0

Non-partitioned hive managed ORC format table load takes 2 hours whereas the same insert takes more than 5 hours to load the partitioned table. Why dynamic partition on a single column(date) make huge difference in performance? Any suggestion to improve the performance would be great help.

Its about 500 million rows per day and I am trying to load for 3 months. So 3 months to non-partition table takes 2 hours but same to partitioned table takes 5 hours.
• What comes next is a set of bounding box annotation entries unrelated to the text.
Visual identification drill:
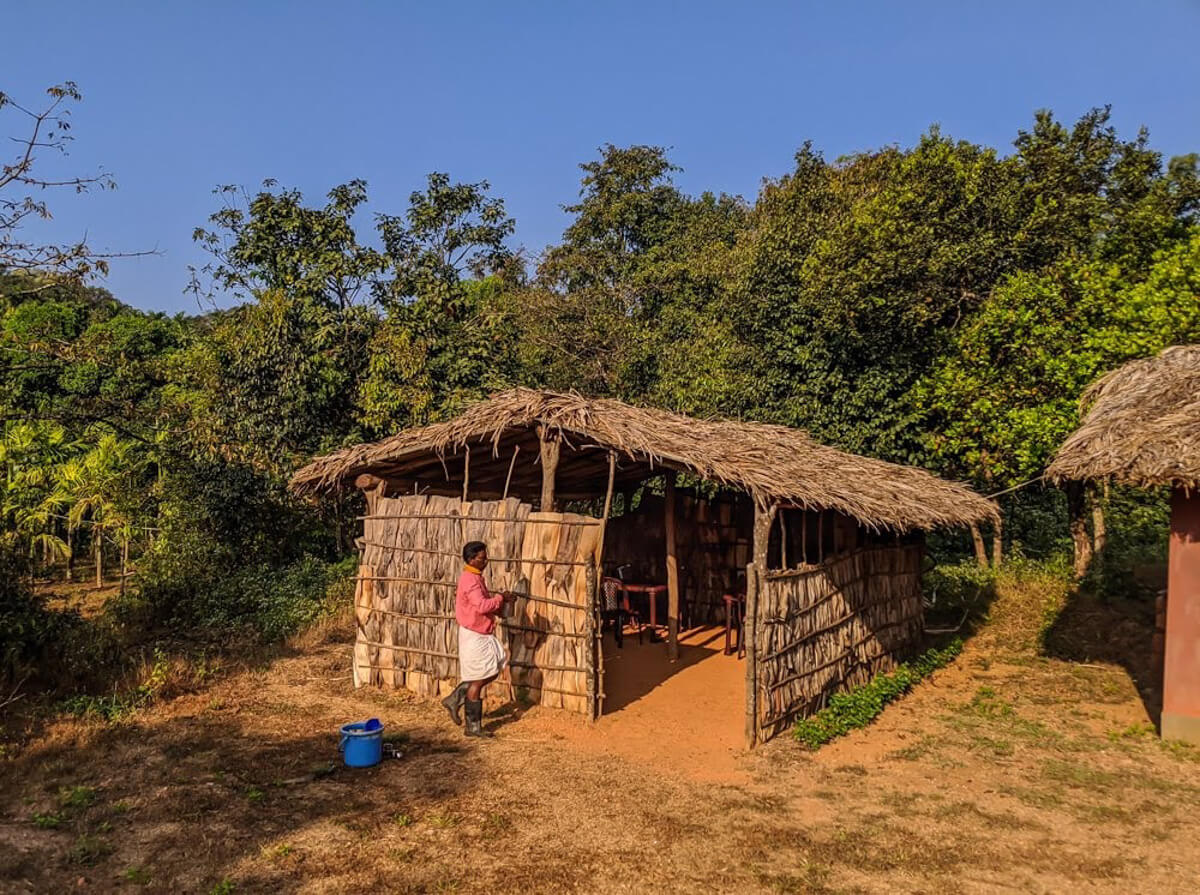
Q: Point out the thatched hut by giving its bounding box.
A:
[292,389,996,745]
[1049,346,1200,743]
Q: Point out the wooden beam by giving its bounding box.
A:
[538,426,563,512]
[650,470,679,662]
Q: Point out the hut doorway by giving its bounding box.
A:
[600,477,754,715]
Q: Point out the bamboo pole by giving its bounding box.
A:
[588,451,620,721]
[742,563,758,749]
[462,444,470,503]
[500,444,521,503]
[538,426,562,512]
[650,469,679,662]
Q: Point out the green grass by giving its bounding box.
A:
[121,867,150,885]
[59,786,96,811]
[67,834,113,867]
[792,639,962,749]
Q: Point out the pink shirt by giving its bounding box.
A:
[454,565,504,633]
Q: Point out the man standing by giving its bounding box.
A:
[442,541,516,737]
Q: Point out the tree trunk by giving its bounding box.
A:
[1067,482,1092,578]
[121,535,130,596]
[650,470,679,662]
[971,522,988,569]
[1087,482,1109,558]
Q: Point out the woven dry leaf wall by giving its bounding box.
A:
[755,545,923,739]
[354,495,600,714]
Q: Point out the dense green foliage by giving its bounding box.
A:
[792,639,962,749]
[0,94,1200,686]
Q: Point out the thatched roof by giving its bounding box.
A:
[1048,346,1200,488]
[292,389,995,530]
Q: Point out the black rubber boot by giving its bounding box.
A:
[463,699,492,738]
[442,680,468,727]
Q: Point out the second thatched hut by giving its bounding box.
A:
[1048,346,1200,744]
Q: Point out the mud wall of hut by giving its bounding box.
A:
[354,495,601,714]
[604,493,754,624]
[755,545,924,740]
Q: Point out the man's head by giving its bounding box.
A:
[462,541,487,571]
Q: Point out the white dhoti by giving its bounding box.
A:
[458,625,508,680]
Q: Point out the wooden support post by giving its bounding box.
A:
[500,444,521,500]
[650,469,679,662]
[742,501,778,749]
[583,565,604,721]
[971,522,988,569]
[1162,487,1200,745]
[742,563,758,749]
[1087,482,1109,558]
[596,451,617,575]
[538,426,562,512]
[462,444,470,503]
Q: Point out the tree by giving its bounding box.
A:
[0,80,145,280]
[376,172,516,317]
[358,173,522,434]
[520,144,746,398]
[190,180,385,312]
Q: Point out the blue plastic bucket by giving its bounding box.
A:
[337,717,383,768]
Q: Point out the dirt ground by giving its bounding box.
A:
[0,575,1200,893]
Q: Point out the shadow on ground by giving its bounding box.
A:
[1043,588,1163,727]
[0,691,480,891]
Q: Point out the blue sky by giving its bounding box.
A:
[7,0,1200,311]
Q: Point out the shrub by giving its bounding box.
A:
[132,537,356,641]
[792,639,962,749]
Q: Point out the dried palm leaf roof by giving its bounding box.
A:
[1046,346,1200,488]
[292,389,996,530]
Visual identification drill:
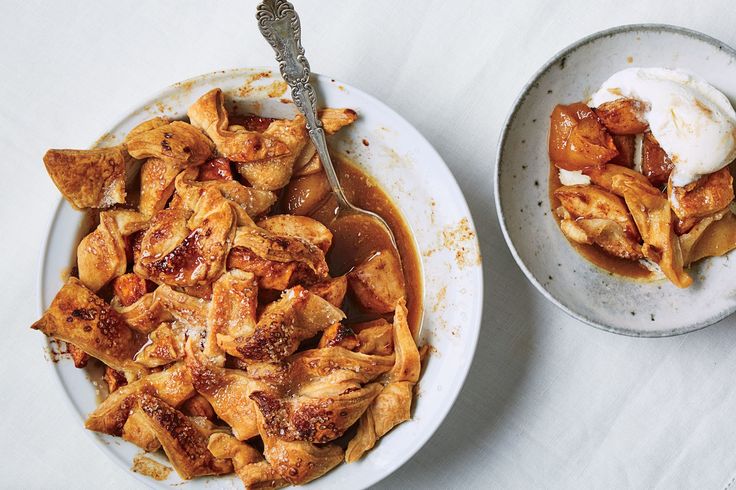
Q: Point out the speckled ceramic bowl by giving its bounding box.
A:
[495,25,736,337]
[41,68,483,489]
Both source and target tables are ORC format.

Syed
  • 11
  • 4
  • What takes more time is the map-reduce operation since Hive (Yarn) needs to extract and sort the partitioned column (date) for each row. But 2 hours is even extremely slow. How many input rows do you have and what is your input format? If you upload from HDFS big compressed files, use a splitable compression format like BZIP2 and not GZ or ZIP – Harold Jun 27 '18 at 12:54
  • @Harold Its about 500 million rows per day and I am trying to load for 3 months. So 3 months to non-partition table takes 2 hours but same to partitioned table takes 5 hours. Both source and target tables are ORC format. – Syed Jun 28 '18 at 08:12
  • Thanks so I guess 5 hours is not so bad then; Try with `set hive.vectorized.execution.enabled = true;` – Harold Jun 28 '18 at 08:15
  • @Harold Yes, vectorization is enabled. The partitioning takes 3 hours extra. I what to understand the process behind the extra hours. Could you share any thread or link! – Syed Jun 28 '18 at 10:24
  • There's a good explanation alrady here https://stackoverflow.com/questions/30921515/main-difference-between-dynamic-and-static-partitioning-in-hive – Harold Jun 28 '18 at 10:41

0 Answers0